II Reis

Capítulo: 7

1Eliseu disse: “Ouçam o que diz o Eterno: ‘A fome acabou. Amanhã, a esta hora, haverá comida em abundância. Uma medida de farinha ou duas medidas de cevada serão vendidas por uma peça de prata no mercado, na entrada de Samaria'".

2O ajudante pessoal do rei disse ao homem de Deus: “Você espera que acreditemos nisso? O Eterno vai abrir as comportas do céu e fazer chover alimento?” Eliseu respondeu: “Você mesmo o verá, mas não comerá nem um bocado”.

3-4Havia quatro leprosos sentados do lado de fora dos portões da cidade. Eles disseram uns aos outros: “O que estamos fazendo parados aqui? Aguardando a morte? Se entrarmos na cidade, onde há tome, morreremos. Se ficarmos aqui, morreremos. Então, vamos arriscar, entrar no acampamento arameu e nos entregar nas mãos deles. Se eles nos receberem, estaremos salvos, se nos matarem, morreremos. Não temos nada a perder”.

5-8Assim, depois do pôr do sol, eles foram para o acampamento dos arameus. Quando chegaram perto, ficaram surpresos! Não havia ninguém ali! O Senhor tinha enganado o exército dos arameus com o barulho de cavalos e de um poderoso exército. Eles disseram uns aos outros: “O rei de lsrael contratou os hititas e os egípcios para nos atacar!” Em pânico, fugiram à noite, deixando para trás tendas, cavalos, jumentos e tudo que havia no acampamento. Os quatro leprosos entraram numa tenda e comeram e beberam à vontade. Depois, apanharam prata, ouro e roupas e os esconderam. Voltaram e entraram em outra tenda. Carregaram o que puderam e levaram para seu esconderijo.
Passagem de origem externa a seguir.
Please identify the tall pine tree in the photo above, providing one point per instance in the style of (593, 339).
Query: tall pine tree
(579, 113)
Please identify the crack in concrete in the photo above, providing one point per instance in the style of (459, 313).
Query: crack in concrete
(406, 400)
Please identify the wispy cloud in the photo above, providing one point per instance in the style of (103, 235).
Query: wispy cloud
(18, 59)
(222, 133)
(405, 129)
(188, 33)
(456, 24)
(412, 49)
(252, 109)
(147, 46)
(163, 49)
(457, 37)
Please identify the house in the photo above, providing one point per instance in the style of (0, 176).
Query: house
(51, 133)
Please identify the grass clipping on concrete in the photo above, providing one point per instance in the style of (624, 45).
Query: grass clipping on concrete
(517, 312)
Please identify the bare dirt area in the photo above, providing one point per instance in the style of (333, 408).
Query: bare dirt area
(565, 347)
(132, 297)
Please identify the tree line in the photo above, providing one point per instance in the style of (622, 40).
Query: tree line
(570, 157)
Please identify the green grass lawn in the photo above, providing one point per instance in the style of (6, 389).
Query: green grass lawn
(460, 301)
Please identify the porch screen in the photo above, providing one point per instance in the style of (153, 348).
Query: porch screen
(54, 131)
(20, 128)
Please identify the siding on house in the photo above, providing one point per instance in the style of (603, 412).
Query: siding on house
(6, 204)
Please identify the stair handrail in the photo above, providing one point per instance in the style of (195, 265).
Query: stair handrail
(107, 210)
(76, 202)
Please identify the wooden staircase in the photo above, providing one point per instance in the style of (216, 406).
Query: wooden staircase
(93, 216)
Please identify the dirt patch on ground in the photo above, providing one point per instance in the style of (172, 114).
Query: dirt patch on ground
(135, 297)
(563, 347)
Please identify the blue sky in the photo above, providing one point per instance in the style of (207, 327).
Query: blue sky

9Até que disseram uns aos outros: “Isto não está certo! Hoje é dia de vitória, e estamos desfrutando isso sozinhos! Se aguardarmos até de manhã, seremos descobertos e castigados. Vamos levar a notícia ao palácio do rei!”

10Eles foram até a porta da cidade e anunciaram o que aconteceu: “Fomos ao acampamento dos arameus e, para nossa surpresa, estava abandonado. Não havia ninguém, não se ouvia nenhum barulho! Os cavalos e os jumentos estão amarrados, e as tendas estão abandonadas”.

11-12Os porteiros mandaram a informação ao palácio real. O rei se levantou no meio da noite e disse aos seus oficiais: “Vou dizer a vocês o que os arameus estão tramando: eles sabem que estamos passando fome, abandonaram o acampamento e se esconderam no campo, pensando: ‘Eles vão sair, aí nós invadiremos e tomaremos a cidade deles”.

13Um dos conselheiros disse: “Mande alguns homens em cinco cavalos, dos que ainda restam na cidade, para descobrir o que aconteceu. O destino deles aqui será o mesmo de todos que ficarem na cidade”.

14Eles prepararam dois carros com cavalos. O rei os mandou atrás do exército da Síria com a seguinte ordem: “Procurem saber o que aconteceu”.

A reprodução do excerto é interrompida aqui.